Schwäbisch Hall vertrouwt op hout: biowarmte voor de toekomst!

Transparenz: Redaktionell erstellt und geprüft.
Veröffentlicht am

Schwäbisch Hall is afhankelijk van regionale biomassa: de nieuwe houtgestookte verwarmingsinstallatie om de CO2-uitstoot te verminderen en duurzame warmte te leveren, gaat in mei van start.

Schwäbisch Hall setzt auf regionale Biomasse: Ab Mai startet das neue Holzheizwerk zur CO2-Reduktion und nachhaltigen Wärmeversorgung.
Schwäbisch Hall is afhankelijk van regionale biomassa: de nieuwe houtgestookte verwarmingsinstallatie om de CO2-uitstoot te verminderen en duurzame warmte te leveren, gaat in mei van start.

Schwäbisch Hall vertrouwt op hout: biowarmte voor de toekomst!

In Schwäbisch Hall werd een nieuwe houtgestookte verwarmingsinstallatie in gebruik genomen, die vanaf het komende stookseizoen een centrale rol zal spelen in de energievoorziening van de stad. Het proefbedrijf loopt momenteel tot eind mei voordat de warmtecentrale tijdens de zomer wordt uitgeschakeld. Vanaf het najaar zal het systeem operationeel zijn. Volgens ZFK heeft de houtsnipperketel een indrukwekkend thermisch vermogen van 5000 kilowatt.
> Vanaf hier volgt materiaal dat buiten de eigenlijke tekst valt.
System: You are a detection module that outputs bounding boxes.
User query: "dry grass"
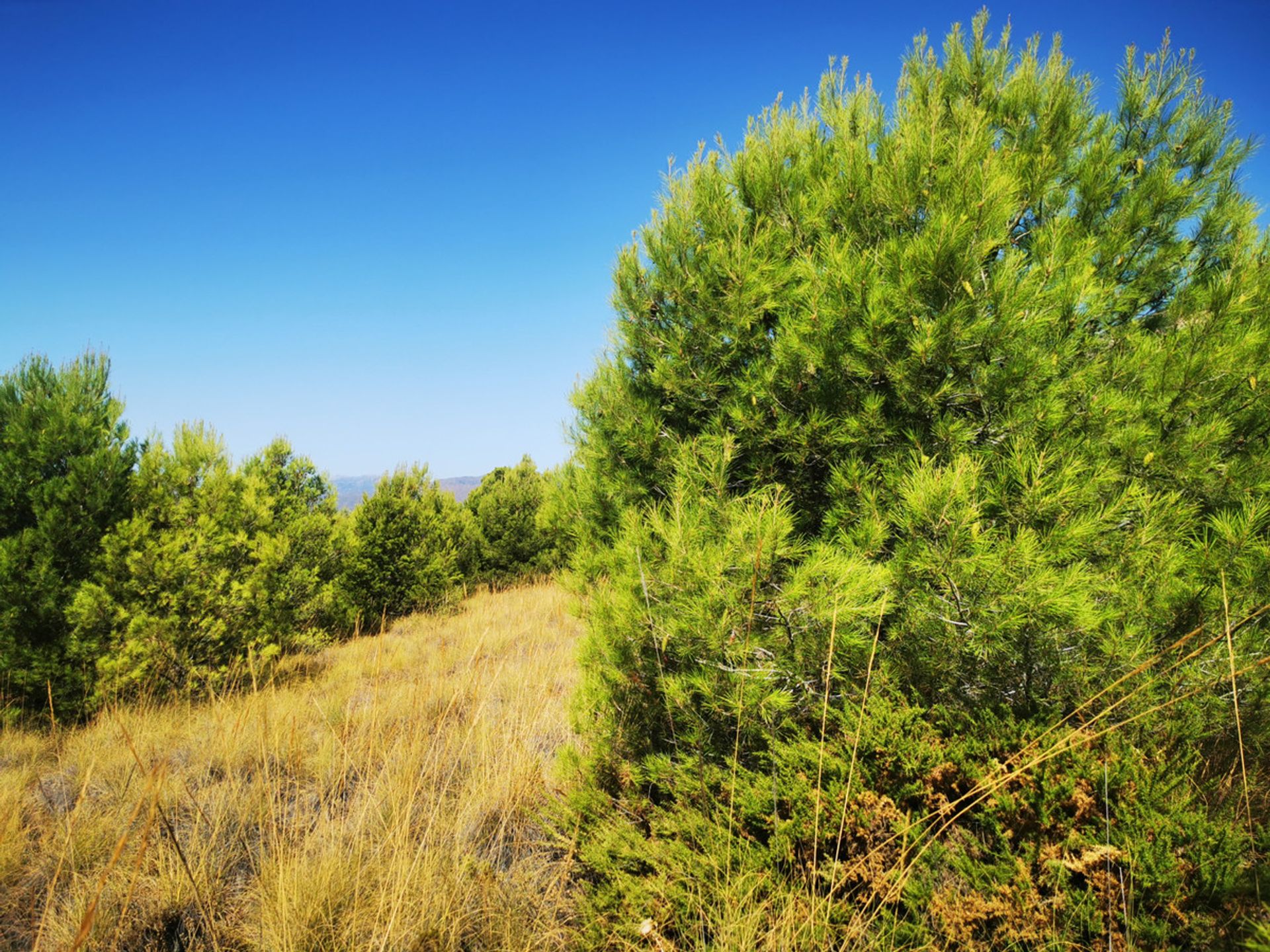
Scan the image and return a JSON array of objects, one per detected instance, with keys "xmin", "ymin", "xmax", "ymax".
[{"xmin": 0, "ymin": 585, "xmax": 577, "ymax": 951}]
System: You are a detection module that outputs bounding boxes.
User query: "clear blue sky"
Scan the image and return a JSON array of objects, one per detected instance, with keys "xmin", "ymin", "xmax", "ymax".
[{"xmin": 0, "ymin": 0, "xmax": 1270, "ymax": 476}]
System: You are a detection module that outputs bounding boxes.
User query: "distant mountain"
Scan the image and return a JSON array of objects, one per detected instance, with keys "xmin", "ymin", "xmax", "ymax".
[{"xmin": 330, "ymin": 476, "xmax": 480, "ymax": 509}]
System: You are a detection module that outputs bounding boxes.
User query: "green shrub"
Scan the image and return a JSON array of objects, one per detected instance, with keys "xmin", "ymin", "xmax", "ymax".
[
  {"xmin": 69, "ymin": 424, "xmax": 345, "ymax": 697},
  {"xmin": 564, "ymin": 15, "xmax": 1270, "ymax": 949},
  {"xmin": 0, "ymin": 354, "xmax": 137, "ymax": 715},
  {"xmin": 466, "ymin": 456, "xmax": 551, "ymax": 582},
  {"xmin": 341, "ymin": 466, "xmax": 474, "ymax": 627}
]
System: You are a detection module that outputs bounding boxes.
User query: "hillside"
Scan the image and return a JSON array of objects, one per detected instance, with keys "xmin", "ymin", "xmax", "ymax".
[
  {"xmin": 0, "ymin": 585, "xmax": 577, "ymax": 949},
  {"xmin": 331, "ymin": 476, "xmax": 480, "ymax": 509}
]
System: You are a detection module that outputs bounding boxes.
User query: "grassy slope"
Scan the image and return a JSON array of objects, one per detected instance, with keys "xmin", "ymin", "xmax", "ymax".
[{"xmin": 0, "ymin": 585, "xmax": 577, "ymax": 951}]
Hiermee wordt ongeveer 10% van de warmtebehoefte van het openbare nutsnet gedekt, wat een aanzienlijke verlichting voor het milieu betekent.

De warmtecentrale, die op een terrein van ongeveer 2.500 vierkante meter is gebouwd, haalt zijn houtsnippers uitsluitend uit de regio. De houtsnipperopslag kan ongeveer 4.500 kubieke meter brandstof opslaan, die voornamelijk bestaat uit resthout uit het bos en groenvoorzieningen. Een aanzienlijk deel van het materiaal is afkomstig van haklocaties in de wijk Schwäbisch Hall. Om de zekerheid van de brandstofvoorziening te garanderen zijn de gemeentelijke nutsbedrijven een samenwerking aangegaan met het stadsdeel.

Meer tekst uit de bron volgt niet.